Until then, Burroughs had always remained in the background, meekly accompanying Kammerer in his endless quest to find where Lucien was holding court. Bill only became central to the group over dinner; he was the one with the most money and was happy to buy dinner for Louise McMann, Jack and Edie, Allen, and the group. He was then receiving $150 a month (it went up later). Despite being only nineteen years old, Lucien Carr had always led the West End group, but with him away, both Allen and Jack felt adrift and lacking in a mentor. This led them to visit Burroughs with the conscious intention of finding the source of Lucien’s ideas, or, as Ginsberg put it, to “investigate the state of his soul.”8
2. An Alternative Education
Jack and Allen vi
sited Bill’s apartment on Riverside Drive, where he showed them his library, introducing them to many authors they had never heard of. They knew Rimbaud, of course, and Melville’s Moby-Dick, Louis Untermeyer’s poetry anthologies, the works of John O’Hara, and Raymond Chandler and other crime novelists. Bill told them that he had a scientific approach to reading, which was both functional and pragmatic. “I read for information, I read each book for a special purpose, for instance, I read Chas Jackson’s Lost Weekend to see what alcoholism is like and St.-John Perse for the foreign perfume, the juxtaposition of strange experience and the images of cities glittering in the distance.” Burroughs particularly liked the T. S. Eliot translation of Saint-John Perse’s Anabasis.
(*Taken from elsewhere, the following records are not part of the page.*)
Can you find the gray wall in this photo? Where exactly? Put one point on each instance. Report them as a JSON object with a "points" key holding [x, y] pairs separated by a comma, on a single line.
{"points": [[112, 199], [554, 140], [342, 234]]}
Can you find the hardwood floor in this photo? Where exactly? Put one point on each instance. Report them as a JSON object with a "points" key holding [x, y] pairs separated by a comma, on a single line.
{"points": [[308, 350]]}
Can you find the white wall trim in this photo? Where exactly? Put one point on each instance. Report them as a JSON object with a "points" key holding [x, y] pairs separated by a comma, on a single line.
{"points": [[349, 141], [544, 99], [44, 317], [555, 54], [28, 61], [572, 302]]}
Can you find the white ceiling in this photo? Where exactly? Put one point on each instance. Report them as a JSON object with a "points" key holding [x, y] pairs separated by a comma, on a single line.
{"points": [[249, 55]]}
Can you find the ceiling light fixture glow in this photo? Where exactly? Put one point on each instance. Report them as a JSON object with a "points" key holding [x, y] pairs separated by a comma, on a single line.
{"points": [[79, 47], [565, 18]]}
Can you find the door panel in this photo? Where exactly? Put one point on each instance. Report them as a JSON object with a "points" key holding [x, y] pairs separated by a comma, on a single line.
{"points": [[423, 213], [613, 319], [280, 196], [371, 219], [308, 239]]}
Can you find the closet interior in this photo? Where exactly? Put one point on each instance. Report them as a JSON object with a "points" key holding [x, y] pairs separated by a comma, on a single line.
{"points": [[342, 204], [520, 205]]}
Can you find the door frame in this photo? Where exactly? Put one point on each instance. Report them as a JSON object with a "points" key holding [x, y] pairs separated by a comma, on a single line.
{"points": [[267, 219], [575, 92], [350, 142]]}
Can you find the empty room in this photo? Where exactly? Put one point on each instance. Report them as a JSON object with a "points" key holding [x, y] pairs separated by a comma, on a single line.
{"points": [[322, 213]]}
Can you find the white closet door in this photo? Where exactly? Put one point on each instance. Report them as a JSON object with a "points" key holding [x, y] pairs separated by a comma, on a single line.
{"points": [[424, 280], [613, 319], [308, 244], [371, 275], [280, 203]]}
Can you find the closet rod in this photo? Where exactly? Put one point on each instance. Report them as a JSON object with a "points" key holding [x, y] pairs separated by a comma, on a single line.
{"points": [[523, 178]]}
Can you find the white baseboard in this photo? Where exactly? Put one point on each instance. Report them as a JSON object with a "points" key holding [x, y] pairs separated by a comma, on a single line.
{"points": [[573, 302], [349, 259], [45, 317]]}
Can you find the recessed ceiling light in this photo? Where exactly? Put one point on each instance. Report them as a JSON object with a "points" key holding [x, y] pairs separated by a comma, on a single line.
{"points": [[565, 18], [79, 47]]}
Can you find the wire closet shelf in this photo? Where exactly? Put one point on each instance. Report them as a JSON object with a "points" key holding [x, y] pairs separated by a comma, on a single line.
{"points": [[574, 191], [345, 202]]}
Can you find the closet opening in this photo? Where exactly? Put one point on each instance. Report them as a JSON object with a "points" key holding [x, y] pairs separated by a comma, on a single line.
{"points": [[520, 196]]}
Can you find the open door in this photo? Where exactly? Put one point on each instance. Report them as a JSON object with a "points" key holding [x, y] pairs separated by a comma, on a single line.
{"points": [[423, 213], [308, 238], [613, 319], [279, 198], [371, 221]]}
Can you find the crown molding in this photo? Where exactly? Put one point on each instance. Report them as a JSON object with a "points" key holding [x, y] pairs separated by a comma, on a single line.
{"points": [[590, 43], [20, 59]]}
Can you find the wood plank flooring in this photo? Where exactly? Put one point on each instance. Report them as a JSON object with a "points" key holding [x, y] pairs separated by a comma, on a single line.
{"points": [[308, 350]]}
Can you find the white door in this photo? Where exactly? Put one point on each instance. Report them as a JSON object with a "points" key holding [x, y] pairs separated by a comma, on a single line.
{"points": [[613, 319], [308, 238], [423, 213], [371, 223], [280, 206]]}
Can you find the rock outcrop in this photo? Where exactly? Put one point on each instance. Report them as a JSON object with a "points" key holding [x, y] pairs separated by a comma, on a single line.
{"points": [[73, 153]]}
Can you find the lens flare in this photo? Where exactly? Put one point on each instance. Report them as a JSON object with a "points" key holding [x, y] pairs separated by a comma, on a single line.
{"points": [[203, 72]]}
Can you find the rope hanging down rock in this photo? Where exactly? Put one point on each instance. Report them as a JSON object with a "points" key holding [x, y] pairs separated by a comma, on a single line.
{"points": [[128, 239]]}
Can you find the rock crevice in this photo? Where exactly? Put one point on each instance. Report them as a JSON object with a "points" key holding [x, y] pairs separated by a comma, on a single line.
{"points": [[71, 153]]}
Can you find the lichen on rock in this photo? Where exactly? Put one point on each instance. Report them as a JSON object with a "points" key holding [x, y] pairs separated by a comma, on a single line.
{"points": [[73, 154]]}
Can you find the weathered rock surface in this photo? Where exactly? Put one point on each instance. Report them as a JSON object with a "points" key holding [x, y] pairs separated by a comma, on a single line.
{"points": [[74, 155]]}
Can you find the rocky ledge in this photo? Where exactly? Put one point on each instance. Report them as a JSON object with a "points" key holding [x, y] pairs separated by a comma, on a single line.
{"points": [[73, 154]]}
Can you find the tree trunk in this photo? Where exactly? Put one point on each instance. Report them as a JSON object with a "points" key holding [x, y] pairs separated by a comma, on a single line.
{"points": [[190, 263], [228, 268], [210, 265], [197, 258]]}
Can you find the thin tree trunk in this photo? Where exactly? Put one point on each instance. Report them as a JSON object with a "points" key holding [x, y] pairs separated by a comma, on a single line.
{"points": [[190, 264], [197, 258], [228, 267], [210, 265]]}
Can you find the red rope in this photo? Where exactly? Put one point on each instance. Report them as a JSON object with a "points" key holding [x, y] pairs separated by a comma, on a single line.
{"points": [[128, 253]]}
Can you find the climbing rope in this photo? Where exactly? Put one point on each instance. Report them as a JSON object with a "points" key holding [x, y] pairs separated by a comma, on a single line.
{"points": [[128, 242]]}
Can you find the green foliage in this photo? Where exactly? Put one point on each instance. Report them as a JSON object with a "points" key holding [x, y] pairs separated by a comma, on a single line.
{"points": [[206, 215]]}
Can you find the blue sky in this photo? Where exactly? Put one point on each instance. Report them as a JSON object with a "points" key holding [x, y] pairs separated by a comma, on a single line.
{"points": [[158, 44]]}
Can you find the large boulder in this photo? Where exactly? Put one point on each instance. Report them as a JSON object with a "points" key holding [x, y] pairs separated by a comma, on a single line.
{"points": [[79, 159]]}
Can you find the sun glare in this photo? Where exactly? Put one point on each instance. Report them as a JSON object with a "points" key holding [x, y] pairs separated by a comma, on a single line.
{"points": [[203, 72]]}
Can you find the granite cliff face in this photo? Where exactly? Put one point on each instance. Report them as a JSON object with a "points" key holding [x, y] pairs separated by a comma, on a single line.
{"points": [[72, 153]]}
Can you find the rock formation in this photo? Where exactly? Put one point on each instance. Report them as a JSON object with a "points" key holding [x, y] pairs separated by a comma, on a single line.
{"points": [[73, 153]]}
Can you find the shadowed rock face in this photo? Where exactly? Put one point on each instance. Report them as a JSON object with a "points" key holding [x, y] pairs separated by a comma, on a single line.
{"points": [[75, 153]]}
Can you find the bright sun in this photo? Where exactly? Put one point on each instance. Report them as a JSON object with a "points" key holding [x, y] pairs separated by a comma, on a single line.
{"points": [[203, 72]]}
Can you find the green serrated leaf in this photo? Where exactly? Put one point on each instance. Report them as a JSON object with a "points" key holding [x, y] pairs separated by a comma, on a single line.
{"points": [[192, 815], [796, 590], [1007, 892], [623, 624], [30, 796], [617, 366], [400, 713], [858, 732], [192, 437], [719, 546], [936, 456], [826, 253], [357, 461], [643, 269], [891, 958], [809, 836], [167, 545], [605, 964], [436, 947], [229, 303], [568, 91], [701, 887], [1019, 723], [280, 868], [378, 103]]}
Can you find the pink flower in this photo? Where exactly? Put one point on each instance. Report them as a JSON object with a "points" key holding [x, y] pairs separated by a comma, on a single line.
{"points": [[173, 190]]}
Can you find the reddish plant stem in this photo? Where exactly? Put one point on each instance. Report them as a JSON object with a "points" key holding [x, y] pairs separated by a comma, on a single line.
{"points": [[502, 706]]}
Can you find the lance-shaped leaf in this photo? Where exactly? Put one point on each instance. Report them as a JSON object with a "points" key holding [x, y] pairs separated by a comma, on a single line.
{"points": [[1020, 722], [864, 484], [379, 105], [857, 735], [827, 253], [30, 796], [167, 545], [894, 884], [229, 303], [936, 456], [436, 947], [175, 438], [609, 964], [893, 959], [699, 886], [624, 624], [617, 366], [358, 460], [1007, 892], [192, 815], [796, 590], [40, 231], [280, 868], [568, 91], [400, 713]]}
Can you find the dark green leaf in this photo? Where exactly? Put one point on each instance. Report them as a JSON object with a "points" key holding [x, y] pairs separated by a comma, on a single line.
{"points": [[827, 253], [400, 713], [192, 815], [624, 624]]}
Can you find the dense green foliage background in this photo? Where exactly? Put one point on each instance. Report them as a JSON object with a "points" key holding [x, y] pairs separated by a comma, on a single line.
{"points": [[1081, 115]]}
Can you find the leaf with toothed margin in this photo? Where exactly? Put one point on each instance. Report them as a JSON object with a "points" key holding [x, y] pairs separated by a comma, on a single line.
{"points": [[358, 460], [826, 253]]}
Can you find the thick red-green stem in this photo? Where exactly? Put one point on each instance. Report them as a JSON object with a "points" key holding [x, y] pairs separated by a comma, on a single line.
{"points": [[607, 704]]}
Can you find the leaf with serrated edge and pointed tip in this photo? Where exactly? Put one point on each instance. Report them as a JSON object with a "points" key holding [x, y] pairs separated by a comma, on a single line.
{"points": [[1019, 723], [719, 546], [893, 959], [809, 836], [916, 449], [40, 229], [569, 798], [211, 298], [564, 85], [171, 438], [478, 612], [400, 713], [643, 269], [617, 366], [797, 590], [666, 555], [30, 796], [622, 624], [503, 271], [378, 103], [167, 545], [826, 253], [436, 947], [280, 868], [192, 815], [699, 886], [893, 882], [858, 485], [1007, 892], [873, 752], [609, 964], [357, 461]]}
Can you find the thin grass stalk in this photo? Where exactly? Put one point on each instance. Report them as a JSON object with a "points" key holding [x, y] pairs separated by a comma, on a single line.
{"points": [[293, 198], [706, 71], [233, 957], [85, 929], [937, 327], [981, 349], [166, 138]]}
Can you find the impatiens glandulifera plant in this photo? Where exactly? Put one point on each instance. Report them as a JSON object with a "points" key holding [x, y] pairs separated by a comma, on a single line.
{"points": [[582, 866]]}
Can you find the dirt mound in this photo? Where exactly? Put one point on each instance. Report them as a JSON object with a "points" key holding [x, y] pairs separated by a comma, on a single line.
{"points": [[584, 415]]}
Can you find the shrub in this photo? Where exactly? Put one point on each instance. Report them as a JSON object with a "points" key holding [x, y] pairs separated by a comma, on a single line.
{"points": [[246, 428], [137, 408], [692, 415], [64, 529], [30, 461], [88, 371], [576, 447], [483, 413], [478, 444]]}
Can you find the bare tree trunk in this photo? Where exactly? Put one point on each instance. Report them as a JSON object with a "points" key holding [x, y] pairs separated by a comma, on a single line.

He had books on boxing and jujitsu, which he was still studying; on parlor tricks, card games, and formulas; E. A. Wallis Budge’s Egyptian Grammar; Kovoor Behanan’s Yoga: A Scientific Evaluation; and Abrahamson’s Crime and the Human Mind. There were books on psychoanalysis and psychotherapy, including hypnoanalysis. It was the literature that interested Jack and Allen most. Here they discovered Cocteau’s Opium, Louis-Ferdinand Céline’s Journey to the End of the Night, Baudelaire’s Poésies, and Kafka’s The Castle. At a time when William Blake was little known in the United States, Burroughs thought Blake was a “perfect poet” and showed them Songs of Innocence and Experience. Bill’s complete Shakespeare was well used and had many marked passages. Also on his shelves were The Ox-Bow Incident by Walter Van Tilburg Clark; Nightwood by Djuna Barnes—one of Burroughs’s favorite books; The Folded Leaf by William Maxwell; Gogol’s Dead Souls and Nabokov’s study Nikolai Gogol. He showed them the Fischer edition of Maiden Voyage by Denton Welch, which had just been published and was to have an enormous influence on Burroughs’s work, and explained the Mayan calendar system, using a large volume of illustrations of the Mayan Codices.